Audacityは世界中で使われているオープンソースの音声録音・編集ソフトで、完全無料でありながらプロも認めるほどの機能を持っています。ポッドキャスト制作・ゲーム実況・YouTube用ナレーション・音楽制作の素材録音など、幅広い用途に使われています。
この記事では、Audacityをまったく使ったことがない方向けに、インストールから録音・ノイズ除去・編集・書き出しまでの完全な使い方をわかりやすく解説します。
この記事でわかること
- Audacityのダウンロード・インストール方法
- 録音デバイス(マイク)の設定方法
- 音声録音の基本手順
- ノイズ除去の具体的な方法
- カット・削除・複数トラックの編集方法
- エフェクト(音質向上)の活用
- MP3・WAV・AACへの書き出し方法
- よくある問題と解決策

Audacityとは?特徴と用途
Audacityは1999年から開発が続けられているオープンソースの音声編集ソフトです。Windows・macOS・Linuxすべてに対応しており、世界中の個人・教育機関・ポッドキャスターに愛用されています。
| 項目 | 内容 |
|---|---|
| 開発元 | Audacity Team(オープンソース) |
| 価格 | 完全無料 |
| 対応OS | Windows 10/11、macOS 10.15以降、Linux |
| 対応形式(入力) | WAV・AIFF・MP3・OGG・FLAC・M4A他 |
| 対応形式(出力) | WAV・AIFF・MP3・OGG・FLAC・M4A他 |
| 主な用途 | ポッドキャスト・ナレーション・音楽素材録音・音声加工 |
Audacityでできること
- マイクからの音声録音(複数トラック対応)
- 既存の音声ファイルの読み込みと編集
- ノイズ除去・ハム音除去
- 音量正規化・コンプレッサー適用
- イコライザーで音質調整
- ピッチ変更・テンポ変更
- 複数の音声ファイルのミックス
- MP3・WAV・AACなど各種形式への書き出し
STEP 1:Audacityをダウンロード・インストールする
ダウンロード手順
- Audacity公式サイト(audacityteam.org)にアクセス
- 「Download Audacity」ボタンをクリック
- 使用しているOSに合ったインストーラーをダウンロード(Windows用の.exe または macOS用の.dmg)

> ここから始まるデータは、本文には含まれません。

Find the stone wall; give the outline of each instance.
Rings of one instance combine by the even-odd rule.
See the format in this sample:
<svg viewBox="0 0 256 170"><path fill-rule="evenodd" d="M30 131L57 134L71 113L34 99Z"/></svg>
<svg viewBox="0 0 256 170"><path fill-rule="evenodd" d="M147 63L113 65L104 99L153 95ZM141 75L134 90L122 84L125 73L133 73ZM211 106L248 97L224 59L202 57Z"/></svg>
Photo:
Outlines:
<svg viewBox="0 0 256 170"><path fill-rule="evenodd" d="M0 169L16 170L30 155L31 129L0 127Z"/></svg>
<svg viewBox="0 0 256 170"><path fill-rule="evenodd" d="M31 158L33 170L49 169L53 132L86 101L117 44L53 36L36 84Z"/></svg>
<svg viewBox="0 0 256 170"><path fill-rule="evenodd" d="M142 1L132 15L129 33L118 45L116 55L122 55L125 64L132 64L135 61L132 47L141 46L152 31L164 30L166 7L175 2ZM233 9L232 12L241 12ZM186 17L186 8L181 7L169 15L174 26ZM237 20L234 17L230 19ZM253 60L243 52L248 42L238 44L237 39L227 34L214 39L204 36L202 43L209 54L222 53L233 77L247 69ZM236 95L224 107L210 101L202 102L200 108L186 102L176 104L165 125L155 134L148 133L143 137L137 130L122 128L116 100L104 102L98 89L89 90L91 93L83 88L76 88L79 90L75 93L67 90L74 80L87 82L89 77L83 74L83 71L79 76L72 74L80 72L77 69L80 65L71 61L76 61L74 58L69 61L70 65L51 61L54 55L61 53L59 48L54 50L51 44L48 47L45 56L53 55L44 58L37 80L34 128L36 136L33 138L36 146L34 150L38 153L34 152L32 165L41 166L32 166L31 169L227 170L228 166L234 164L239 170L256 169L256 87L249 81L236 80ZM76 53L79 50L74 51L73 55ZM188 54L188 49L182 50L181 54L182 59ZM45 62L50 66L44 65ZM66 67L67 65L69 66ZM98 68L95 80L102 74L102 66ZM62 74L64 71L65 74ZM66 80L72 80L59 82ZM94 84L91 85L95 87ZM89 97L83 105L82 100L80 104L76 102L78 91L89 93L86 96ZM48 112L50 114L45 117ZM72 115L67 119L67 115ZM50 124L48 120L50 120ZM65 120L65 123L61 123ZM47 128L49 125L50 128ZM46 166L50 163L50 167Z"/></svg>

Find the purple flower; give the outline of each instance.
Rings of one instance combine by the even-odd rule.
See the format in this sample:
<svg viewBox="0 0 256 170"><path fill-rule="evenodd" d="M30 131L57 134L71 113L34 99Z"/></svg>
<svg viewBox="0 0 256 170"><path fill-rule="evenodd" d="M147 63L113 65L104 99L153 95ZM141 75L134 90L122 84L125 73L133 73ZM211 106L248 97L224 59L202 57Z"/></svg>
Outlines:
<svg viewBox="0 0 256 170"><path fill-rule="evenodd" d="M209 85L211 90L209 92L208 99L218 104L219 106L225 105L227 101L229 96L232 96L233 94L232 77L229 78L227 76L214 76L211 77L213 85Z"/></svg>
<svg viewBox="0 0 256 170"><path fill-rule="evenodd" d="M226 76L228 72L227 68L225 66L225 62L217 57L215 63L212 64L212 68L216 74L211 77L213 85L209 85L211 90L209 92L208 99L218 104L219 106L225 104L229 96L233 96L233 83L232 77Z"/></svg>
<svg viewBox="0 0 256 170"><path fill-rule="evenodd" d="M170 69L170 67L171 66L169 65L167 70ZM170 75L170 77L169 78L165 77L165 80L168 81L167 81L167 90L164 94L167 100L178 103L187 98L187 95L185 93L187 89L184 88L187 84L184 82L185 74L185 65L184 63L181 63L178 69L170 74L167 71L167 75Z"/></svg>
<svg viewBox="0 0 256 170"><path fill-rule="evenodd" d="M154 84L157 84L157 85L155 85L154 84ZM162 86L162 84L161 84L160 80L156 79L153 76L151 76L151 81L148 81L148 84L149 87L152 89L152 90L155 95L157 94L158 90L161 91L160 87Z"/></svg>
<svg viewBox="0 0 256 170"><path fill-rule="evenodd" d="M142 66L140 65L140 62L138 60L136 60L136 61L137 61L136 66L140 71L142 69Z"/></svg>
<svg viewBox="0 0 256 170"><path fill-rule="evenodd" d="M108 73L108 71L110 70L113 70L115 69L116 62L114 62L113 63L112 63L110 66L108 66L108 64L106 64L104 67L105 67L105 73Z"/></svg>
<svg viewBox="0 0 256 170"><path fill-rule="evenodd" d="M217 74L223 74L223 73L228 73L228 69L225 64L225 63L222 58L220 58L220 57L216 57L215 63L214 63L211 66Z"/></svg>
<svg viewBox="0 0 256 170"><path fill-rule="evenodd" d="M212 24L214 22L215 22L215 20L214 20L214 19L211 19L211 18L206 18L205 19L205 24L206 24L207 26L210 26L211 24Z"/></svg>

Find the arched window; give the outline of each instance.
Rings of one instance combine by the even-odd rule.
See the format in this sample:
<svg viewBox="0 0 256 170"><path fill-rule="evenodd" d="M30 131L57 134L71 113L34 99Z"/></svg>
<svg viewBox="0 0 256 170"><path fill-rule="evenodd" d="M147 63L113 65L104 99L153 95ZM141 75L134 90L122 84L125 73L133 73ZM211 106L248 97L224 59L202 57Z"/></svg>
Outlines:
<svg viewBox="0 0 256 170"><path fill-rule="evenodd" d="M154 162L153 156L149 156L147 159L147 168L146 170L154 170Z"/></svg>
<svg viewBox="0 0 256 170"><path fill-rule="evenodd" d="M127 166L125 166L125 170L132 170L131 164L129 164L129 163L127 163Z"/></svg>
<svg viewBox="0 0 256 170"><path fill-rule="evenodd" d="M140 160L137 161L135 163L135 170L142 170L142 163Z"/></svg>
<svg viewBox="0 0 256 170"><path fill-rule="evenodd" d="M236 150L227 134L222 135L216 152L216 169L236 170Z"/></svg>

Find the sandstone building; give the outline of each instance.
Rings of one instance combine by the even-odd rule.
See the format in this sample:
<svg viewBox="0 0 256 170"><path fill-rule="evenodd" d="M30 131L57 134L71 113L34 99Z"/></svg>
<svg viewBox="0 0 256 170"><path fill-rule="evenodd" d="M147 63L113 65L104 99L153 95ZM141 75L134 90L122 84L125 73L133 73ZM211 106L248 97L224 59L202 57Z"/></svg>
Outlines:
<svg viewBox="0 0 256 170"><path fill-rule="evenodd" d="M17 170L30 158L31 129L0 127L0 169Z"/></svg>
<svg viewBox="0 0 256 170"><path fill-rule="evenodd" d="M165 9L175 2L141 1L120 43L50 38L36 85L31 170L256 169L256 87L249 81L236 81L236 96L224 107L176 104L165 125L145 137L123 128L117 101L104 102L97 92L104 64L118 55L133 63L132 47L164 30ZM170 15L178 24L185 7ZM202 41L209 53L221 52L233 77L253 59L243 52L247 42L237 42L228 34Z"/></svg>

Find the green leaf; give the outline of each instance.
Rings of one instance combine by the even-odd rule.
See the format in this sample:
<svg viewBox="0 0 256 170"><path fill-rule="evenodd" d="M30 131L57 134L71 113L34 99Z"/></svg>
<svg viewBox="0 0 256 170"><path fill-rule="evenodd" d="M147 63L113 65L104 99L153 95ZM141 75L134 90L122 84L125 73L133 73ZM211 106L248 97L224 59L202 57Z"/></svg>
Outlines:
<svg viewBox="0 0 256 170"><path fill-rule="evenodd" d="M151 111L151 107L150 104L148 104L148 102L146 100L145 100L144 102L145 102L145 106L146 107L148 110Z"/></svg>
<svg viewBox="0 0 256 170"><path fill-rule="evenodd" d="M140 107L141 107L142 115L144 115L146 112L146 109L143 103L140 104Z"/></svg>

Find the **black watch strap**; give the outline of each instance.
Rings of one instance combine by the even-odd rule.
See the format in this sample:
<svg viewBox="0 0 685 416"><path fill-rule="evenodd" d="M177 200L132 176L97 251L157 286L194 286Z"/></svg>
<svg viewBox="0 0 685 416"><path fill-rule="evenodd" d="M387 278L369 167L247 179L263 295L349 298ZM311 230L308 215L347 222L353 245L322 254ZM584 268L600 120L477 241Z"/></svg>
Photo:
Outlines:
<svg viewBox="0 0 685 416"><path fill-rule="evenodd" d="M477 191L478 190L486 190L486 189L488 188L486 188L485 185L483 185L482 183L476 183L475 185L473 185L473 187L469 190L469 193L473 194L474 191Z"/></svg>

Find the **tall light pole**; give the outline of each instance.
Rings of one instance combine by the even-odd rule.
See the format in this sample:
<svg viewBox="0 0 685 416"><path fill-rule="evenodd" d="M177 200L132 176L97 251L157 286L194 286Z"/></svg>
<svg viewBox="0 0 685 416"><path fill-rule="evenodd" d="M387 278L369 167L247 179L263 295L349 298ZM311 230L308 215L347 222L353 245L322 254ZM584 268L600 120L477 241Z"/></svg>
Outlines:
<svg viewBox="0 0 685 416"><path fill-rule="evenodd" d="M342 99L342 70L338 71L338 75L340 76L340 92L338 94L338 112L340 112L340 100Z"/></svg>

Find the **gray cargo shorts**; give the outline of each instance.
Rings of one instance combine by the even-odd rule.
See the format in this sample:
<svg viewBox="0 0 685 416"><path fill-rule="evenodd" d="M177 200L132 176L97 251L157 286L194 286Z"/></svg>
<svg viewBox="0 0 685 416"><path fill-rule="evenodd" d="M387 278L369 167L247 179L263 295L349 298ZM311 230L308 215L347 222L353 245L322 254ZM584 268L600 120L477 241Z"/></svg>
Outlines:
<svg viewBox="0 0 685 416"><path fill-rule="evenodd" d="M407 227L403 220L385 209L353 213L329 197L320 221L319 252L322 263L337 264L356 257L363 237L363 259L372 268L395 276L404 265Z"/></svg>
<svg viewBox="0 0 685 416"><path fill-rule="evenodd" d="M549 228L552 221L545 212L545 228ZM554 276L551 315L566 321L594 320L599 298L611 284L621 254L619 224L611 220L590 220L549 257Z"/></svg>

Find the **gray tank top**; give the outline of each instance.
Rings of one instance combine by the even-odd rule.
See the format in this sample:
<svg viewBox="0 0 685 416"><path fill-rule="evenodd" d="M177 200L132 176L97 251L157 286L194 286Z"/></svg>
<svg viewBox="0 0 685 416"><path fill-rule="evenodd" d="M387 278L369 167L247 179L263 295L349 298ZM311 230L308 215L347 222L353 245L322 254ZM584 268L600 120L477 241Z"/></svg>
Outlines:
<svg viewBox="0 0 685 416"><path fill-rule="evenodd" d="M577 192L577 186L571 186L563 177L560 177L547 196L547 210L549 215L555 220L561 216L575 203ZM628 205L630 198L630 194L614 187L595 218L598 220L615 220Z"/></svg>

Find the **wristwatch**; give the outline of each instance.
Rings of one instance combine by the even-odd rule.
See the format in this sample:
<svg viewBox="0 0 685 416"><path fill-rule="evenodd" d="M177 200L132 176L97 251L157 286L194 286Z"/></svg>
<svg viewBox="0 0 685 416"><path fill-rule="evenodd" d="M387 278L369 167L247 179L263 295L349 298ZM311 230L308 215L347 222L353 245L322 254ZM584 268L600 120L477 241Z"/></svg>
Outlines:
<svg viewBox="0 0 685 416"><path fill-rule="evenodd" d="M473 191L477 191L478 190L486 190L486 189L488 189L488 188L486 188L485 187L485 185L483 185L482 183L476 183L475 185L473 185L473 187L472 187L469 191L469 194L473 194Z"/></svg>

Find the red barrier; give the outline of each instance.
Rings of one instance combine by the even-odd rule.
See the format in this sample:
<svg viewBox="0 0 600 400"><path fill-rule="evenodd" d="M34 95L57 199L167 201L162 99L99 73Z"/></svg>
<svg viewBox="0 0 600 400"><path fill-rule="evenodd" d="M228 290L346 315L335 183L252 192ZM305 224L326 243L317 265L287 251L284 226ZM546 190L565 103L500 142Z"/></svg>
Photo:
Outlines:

注意:ダウンロードサイトは必ず公式サイト(audacityteam.org)または公式GitHubを使用してください。非公式サイトからダウンロードすると不要なソフトウェアが同梱されている場合があります。
Windowsでのインストール手順
- ダウンロードした「audacity-win-XX.XX.X-x64.exe」をダブルクリック
- 「このアプリがデバイスに変更を加えることを許可しますか?」→「はい」
- 言語選択で「日本語」を選択
- インストールウィザードに従って「次へ」をクリック
- インストール先を確認して「インストール」
- 完了後「Audacityを起動」にチェックして「完了」
macOSでのインストール手順
- ダウンロードした「audacity-macOS-XX.XX.X.dmg」をダブルクリック
- Audacityのアイコンをアプリケーションフォルダにドラッグ
- アプリケーションフォルダからAudacityを起動
- 「開いてもよいですか?」の確認が出たら「開く」をクリック
STEP 2:マイク(録音デバイス)を設定する
録音を始める前に、使用するマイクが正しく認識されているか確認しましょう。
録音デバイスの選択方法
- Audacityのツールバー上部にある「録音デバイス」プルダウンをクリック
- 使用するマイクの名前を選択(例:「USB Audio CODEC」「MacBook ProのマイクJapanese」など)
- 隣の「チャンネル数」を「1(モノラル)」に設定(声の録音はモノラルで十分)
入力レベルの確認と調整
録音前にマイクに向かって話しかけ、ツールバーの「録音レベルメーター」を確認します。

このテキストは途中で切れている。